Abstract

Focal segmental glomerulosclerosis (FSGS) is not a disease but a clinicopathologic entity. The term FSGS itself is a misnomer because its lesions are not always focal, segmental, or sclerotic. Its clinical expression also widely varies and is nonspecific. Confronted with such diversity, one cannot but translate the title of this contribution into a unifying version focusing on the podocyte, initial culprit, or victim of multiple processes leading to FSGS. Some have been identified in human glomerulopathies and/or in animal or cell culture models, and are classified as secondary. Genetic forms, nonsyndromic or syndromic, have adduced a wealth of knowledge on the slit diaphragm architecture and explain the reason for their steroid resistance.
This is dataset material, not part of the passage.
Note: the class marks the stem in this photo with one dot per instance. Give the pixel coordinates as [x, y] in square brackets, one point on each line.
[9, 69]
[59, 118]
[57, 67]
Others, mostly expressed by a nephrotic syndrome, will be considered as idiopathic until the offending factor(s) that affect the molecular array of the slit diaphragm filtration barrier are identified and counteracted. Recent research has lead to suggesting that FSGS is not a T-cell-driven autoimmune glomerulopathy. Thus, treatments considered as etiologic, including glucocorticoids and calcineurin inhibitors, are in fact endowed with a mode of action on podocytes that suggests that drugs used such as immunosuppressors also might be considered as antiproteinuric agents.